In September 1912, white residents accused seven Black residents in Forsyth County, Georgia, of sexually assaulting two white women. As a result, white residents of the county lynched Rob Edwards in downtown Cumming. Shortly afterward, two Black teenagers, Ernest Knox and Oscar Daniel, were executed publicly following a conviction by an all-white jury for the rape and murder of Mae Crow. These accusations ignited a months-long campaign by white residents to forcibly expel Forsyth County’s Black population through violence, threats, and intimidation. By 1920, the more than 1,100 Black residents who once called Forsyth County home were gone.
Among those who fled were Ed and Jane Merritt with their four children, the youngest, Beatrice, being only four years old. They likely traveled on foot to Buford, Georgia. Shortly afterward, their fourth son, George “Ed” Merritt, was born on June 17, 1913. Ed Merritt Sr. and his oldest son Theodore worked as tanners at Bona Allen Tannery in Buford. For many fleeing residents, the tannery was the most convenient work they could find. By age 16, Ed Jr. was also a leather worker at the tannery. Ed Sr., Jane, and their older children never shared the details of the racial terror they experienced in Cumming. Like many in the first generation born after the racial cleansing in Forsyth County, Ed Jr. knew of Forsyth’s history but remained uninformed about his family’s specific experiences.

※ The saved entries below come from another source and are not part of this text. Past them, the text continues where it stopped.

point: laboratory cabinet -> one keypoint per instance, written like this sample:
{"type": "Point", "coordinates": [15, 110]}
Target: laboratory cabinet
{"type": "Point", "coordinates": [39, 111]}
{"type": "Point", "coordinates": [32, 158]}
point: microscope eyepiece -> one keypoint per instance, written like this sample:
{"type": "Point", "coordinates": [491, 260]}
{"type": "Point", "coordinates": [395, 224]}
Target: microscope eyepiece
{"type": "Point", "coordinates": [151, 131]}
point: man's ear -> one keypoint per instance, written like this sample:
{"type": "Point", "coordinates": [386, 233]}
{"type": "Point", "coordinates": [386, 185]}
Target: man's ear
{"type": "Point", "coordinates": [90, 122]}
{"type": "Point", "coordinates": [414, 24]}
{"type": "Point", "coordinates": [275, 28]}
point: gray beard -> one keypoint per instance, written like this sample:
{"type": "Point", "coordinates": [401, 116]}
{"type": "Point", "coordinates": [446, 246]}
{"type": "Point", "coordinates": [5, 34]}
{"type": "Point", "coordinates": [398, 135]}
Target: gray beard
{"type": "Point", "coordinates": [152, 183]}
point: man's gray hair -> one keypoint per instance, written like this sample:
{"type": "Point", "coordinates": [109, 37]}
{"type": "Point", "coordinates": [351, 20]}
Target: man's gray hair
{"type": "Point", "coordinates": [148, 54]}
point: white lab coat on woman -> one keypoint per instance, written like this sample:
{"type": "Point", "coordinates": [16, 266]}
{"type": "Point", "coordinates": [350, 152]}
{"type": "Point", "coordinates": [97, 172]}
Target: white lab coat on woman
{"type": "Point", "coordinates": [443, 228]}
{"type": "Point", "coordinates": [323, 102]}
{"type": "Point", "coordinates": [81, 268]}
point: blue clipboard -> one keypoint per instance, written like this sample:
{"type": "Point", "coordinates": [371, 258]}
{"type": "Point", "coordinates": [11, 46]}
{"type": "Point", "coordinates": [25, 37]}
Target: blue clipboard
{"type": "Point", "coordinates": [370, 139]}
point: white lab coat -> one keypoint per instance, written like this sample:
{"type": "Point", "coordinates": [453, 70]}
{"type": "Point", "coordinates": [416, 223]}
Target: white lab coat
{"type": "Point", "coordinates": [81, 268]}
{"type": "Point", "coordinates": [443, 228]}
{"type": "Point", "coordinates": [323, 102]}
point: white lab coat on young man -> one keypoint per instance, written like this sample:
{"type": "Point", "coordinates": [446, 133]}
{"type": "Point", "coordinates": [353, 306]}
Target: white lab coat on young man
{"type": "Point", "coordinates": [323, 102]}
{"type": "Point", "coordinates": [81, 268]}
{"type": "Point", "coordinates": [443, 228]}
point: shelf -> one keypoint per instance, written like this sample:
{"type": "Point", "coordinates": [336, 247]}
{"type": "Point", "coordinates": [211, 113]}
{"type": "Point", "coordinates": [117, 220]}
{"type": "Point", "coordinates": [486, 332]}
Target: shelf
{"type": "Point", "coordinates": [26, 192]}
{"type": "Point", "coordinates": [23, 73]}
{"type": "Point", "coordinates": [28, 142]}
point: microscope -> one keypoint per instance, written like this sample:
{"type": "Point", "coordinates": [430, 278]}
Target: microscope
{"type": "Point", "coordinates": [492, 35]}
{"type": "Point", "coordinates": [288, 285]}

Ed Jr. served in the U.S. Army during World War II. While he was on active duty, his father died in 1945. Upon returning from service, he began working at a grocery store. According to the 1950 U.S. Census, Ed and his oldest son worked 60 hours a week at the store to support their family. Ed was a deacon and Sunday school teacher at Poplar Hill Baptist Church. His daughter, Candace Jones, described him as an incredibly hard worker and an exceptional father.
“He was a great father,” she said. “I was the last of six, so everybody always said I was the spoiled one. He went to all my ball games, band concerts, and everything I was in. He was there for me. I never had to ask him twice.”
Ed was born during a period of racial strife in American history. His parents raised him in the aftermath of the 1906 Atlanta Race Massacre, the racial cleansing in Forsyth, and amid a nationwide epidemic of lynchings. Candace is uncertain about what inspired her father, but at 55, Ed Merritt ran for Buford City Commissioner in 1968. He was the first African American to qualify as a candidate in Gwinnett County, according to the Atlanta Journal, and the first to seek election there. He ran against Noah Harrington, a business owner, property developer, and Buford tax assessor. Though Ed lost the election by 79 votes, he still garnered 45% of the vote.
The loss did not deter Ed. He continued his political endeavors. In 1973, he ran against Lee Wynn Jr. for a seat on the Buford School Board and won, receiving 60% of the vote. He was re-elected unopposed in 1975. During this period, African Americans across Georgia ran for local offices, integrated schools, and entered previously segregated spaces, challenging the implementation of the Brown v. Board of Education decision and the Civil Rights Acts of 1964 and 1965. Growing up in the shadow of racial violence, Ed Merritt spent his later years as a local champion of civil rights.
His legacy endures through his children and grandchildren, who recall the emphasis he placed on education and voting. He often told them, “Regardless of what you do, vote.” If anyone suggested that voting wouldn’t make a difference, he’d respond, “Yes, it will matter. It’ll matter to yourself to go out and vote.” In 2020, Olde Town Estates, a Buford subdivision, named streets after notable individuals and places in Buford’s history, including Ed Merritt Way, which is named after George “Ed” Merritt.